A North Carolina school district superintendent has issued an apology after parents learned that a mock “slave auction” involving white middle school students selling their Black classmates took place at a local school, the AP reports.
“His friend ‘went for $350’ and another student was the Slavemaster because he ‘knew how to handle them,’” the mother wrote. “We even have a video of students harmonizing the N word. Since when were children so blatantly racist? Why is this culture acceptable? Chatham County was made aware and is intervening but hug your babies especially the ones that are subject to racism by students and faculty. Parents teach your kids that this behavior isn’t OK.”
On Monday, during a school board meeting and after already issuing an apology over the situation, Superintendent Anthony Jackson apologized publicly and said that such actions by students “will not be tolerated in the school system.”
“I want to do something that needs to be done here publicly. I want to offer an apology,” Jackson said. “An apology to every single student who has ever felt unsafe while in our care, to every student who has ever felt demeaned, disrespected or marginalized because of their race, ethnicity, sex, gender, religion or disability.”
Jackson then added that “moving forward it will be our intentional focus to ensure that this celebration includes everyone. Moving forward, my personal commitment to you, is that we will do better.”
Local groups had pushed the school board to heighten penalties for those who partake in racist acts, and have requested that the students responsible apologize for their actions. Ronda Taylor Bullock, an anti-racism trainer, said in a Monday conference that the situation was “an act of white supremacy in broad daylight,” and encouraged the district to react as necessary.
“How many students have to go to J.S. Waters with a similar story?” Bullock said. “How many more have to go through seared, branded like a slave by these horrible memories that we will not forget?”
Now, the district’s policy will include accountability for racist incidents and more training around such incidents.
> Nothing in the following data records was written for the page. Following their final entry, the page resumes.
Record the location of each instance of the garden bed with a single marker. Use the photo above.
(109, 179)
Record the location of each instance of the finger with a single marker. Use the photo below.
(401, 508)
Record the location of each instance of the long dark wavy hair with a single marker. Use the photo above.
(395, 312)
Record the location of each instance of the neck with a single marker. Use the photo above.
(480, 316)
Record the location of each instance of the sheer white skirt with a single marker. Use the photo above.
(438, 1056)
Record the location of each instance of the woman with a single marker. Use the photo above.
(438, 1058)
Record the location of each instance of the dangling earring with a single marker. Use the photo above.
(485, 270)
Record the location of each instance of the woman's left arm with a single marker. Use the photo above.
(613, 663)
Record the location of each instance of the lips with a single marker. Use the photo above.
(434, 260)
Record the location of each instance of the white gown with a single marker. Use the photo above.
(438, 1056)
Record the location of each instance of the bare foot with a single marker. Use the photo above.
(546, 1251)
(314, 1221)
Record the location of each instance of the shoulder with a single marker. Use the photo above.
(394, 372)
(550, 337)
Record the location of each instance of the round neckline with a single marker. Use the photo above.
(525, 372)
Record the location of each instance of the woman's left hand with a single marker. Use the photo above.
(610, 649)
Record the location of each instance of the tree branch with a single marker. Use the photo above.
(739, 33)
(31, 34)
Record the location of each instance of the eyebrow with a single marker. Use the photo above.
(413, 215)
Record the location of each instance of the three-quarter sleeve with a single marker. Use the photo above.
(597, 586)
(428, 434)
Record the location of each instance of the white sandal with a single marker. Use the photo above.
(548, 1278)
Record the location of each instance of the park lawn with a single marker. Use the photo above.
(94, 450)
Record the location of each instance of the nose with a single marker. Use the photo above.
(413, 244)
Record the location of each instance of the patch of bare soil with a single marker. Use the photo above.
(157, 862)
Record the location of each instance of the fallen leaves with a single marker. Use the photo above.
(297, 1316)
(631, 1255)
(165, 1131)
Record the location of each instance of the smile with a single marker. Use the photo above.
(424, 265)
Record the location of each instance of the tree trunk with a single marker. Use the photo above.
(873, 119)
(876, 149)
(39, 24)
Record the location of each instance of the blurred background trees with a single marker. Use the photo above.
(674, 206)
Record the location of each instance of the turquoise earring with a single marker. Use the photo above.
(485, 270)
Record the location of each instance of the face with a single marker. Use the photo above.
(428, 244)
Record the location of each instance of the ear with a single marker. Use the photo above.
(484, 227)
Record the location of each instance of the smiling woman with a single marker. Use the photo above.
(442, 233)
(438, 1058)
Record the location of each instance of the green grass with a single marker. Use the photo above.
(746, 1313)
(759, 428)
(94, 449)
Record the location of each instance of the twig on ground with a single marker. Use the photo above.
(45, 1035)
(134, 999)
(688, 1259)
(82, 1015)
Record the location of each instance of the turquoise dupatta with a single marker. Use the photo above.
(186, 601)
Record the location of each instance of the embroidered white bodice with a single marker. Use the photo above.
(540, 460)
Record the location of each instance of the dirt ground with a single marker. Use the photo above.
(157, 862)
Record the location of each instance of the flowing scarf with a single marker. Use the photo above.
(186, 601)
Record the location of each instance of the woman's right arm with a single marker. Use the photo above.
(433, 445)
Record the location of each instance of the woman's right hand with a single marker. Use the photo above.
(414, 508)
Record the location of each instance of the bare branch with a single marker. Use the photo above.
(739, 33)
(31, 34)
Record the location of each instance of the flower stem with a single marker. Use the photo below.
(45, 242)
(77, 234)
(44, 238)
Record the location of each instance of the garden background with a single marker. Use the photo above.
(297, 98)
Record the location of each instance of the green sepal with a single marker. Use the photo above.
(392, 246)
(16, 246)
Jackson asked for the board to “authorize us to look at our staffing needs to ensure that we have the tools and the staff to appropriately reach out to our community to support these community agencies.”
“The reality is these acts of racism are not only happening here in Chatham County but across North Carolina and across the country,” said parent Christy Wagner, whose son was “sold” in the mock “auction.” “More should be done around addressing racism in schools, because no parent should have to stand here after hearing their son was sold in a slave trade at school.”